Some researchers now believe the brain and its diseases in general can only be understood as an interplay between tremendous numbers of neurons distributed across the central nervous system. The function of any one neuron is dependent on the functions of all the thousands of neurons it is connected to. These, in turn, are dependent on those of others. The same region or the same neuron may be used across a huge number of contexts, but have different specific functions depending on the context.
It may indeed be a tiny perturbation of these interplays between neurons that, through avalanche effects in the networks, causes conditions like depression or Parkinson's disease. Either way, we need to understand the mechanisms of the networks in order to understand the causes and symptoms of these diseases. Without the full picture, we are not likely to be able to successfully cure these and many other conditions.
Map of neural connections. Credit: Thomas Schultz/wikimedia, CC BY-SA
In particular, neuroscience needs to start investigating how network configurations arise from the brain's lifelong attempts to make sense of the world. We also need to get a clear picture of how the cortex, brainstem and cerebellum interact together with the muscles and the tens of thousands of optical and mechanical sensors of our bodies to create one, integrated picture.

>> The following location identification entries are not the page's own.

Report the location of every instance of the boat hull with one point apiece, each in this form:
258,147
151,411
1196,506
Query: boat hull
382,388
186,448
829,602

Connecting back to the physical reality is the only way to understand how information is represented in the brain. One of the reasons we have a nervous system in the first place is that the evolution of mobility required a controlling system. Cognitive, mental functions – and even thoughts – can be regarded as mechanisms that evolved in order to better plan for the consequences of movement and actions.
So the way forward for neuroscience may be to focus more on general neural recordings (with optogenetics or fMRI) – without aiming to hold each neuron or brain region responsible for any particular function. This could be fed into theoretical network research, which has the potential to account for a variety of observations and provide an integrated functional explanation. In fact, such a theory should help us design experiments, rather than only the other way around.

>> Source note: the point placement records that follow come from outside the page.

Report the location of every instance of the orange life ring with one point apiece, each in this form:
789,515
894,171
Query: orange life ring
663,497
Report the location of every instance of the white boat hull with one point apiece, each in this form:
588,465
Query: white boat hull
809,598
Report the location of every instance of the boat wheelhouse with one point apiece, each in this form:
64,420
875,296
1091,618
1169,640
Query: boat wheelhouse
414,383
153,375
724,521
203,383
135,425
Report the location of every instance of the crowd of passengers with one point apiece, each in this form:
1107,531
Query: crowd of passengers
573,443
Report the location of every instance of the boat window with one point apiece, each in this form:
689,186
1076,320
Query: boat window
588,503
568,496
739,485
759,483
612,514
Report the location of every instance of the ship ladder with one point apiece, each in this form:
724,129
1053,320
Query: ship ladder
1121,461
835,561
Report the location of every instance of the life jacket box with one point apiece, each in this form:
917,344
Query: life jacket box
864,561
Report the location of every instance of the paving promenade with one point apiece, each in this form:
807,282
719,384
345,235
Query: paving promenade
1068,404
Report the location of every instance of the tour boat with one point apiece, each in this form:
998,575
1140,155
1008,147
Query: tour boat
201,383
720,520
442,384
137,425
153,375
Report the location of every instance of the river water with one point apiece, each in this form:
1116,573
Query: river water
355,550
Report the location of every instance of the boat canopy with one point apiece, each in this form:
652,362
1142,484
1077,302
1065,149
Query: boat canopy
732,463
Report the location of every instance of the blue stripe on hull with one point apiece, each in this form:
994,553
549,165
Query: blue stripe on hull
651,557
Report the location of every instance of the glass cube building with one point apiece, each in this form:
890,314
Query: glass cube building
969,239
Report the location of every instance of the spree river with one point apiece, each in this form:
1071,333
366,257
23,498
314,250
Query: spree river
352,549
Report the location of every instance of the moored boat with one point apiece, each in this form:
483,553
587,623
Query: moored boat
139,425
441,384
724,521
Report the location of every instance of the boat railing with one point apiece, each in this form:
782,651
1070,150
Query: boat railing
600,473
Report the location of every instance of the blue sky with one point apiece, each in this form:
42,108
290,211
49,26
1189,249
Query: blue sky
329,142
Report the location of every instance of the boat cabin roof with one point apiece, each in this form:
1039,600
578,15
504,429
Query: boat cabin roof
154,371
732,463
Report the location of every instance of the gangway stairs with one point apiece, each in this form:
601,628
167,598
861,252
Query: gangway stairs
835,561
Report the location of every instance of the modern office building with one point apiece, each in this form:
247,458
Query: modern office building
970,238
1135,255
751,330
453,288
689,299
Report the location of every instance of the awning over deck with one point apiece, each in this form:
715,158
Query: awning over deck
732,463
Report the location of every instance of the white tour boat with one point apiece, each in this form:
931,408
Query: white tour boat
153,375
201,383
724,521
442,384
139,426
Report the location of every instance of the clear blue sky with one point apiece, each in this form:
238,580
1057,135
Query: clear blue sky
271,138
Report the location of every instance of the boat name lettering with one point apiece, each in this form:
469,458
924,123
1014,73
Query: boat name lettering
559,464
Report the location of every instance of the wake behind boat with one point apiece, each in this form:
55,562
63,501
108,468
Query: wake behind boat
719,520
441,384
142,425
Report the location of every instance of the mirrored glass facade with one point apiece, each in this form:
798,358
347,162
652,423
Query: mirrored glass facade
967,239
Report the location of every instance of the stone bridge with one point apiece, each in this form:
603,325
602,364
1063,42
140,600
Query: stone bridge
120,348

It won't be easy though. Current technologies are expensive – there are major financial resources as well as national and international prestige invested in them. Another obstacle is that the human mind tends to prefer simpler solutions over complex explanations, even if the former can have limited power to explain findings.
The entire relationship between neuroscience and the pharmaceutical industry is also built on the modular model. Typical strategies when it comes to common neurological and psychiatric diseases are to identify one type of receptor in the brain that can be targeted with drugs to solve the whole problem.

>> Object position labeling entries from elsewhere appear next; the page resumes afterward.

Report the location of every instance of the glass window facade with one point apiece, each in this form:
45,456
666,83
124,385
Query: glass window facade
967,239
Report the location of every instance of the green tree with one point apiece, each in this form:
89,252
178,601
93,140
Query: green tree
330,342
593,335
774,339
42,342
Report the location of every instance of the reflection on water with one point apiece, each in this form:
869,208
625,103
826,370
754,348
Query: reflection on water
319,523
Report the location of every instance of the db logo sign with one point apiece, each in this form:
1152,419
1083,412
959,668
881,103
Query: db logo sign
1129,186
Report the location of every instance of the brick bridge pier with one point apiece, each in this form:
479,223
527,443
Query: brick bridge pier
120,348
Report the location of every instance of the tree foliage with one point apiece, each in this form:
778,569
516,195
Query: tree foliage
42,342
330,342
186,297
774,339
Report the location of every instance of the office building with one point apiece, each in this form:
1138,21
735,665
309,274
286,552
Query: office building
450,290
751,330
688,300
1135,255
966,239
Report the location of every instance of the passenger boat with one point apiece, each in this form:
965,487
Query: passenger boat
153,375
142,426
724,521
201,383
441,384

For example, SSRIs – which block absorption of serotonin in the brain so that more is freely available – are currently used to treat a number of different mental health problems, including depression. But they don't work for many patients and there may be a placebo effect involved when they do.
Similarly, epilepsy is today widely seen as a single disease and is treated with anticonvulsant drugs, which work by dampening the activity of all neurons. Such drugs don't work for everyone either. Indeed, it could be that any minute perturbation of the circuits in the brain – arising from one of thousands of different triggers unique to each patient – could push the brain into an epileptic state.
In this way, neuroscience is gradually losing compass on its purported path towards understanding the brain. It's absolutely crucial that we get it right. Not only could it be the key to understanding some of the biggest mysteries known to science – such as consciousness – it could also help treat a huge range of debilitating and costly health problems.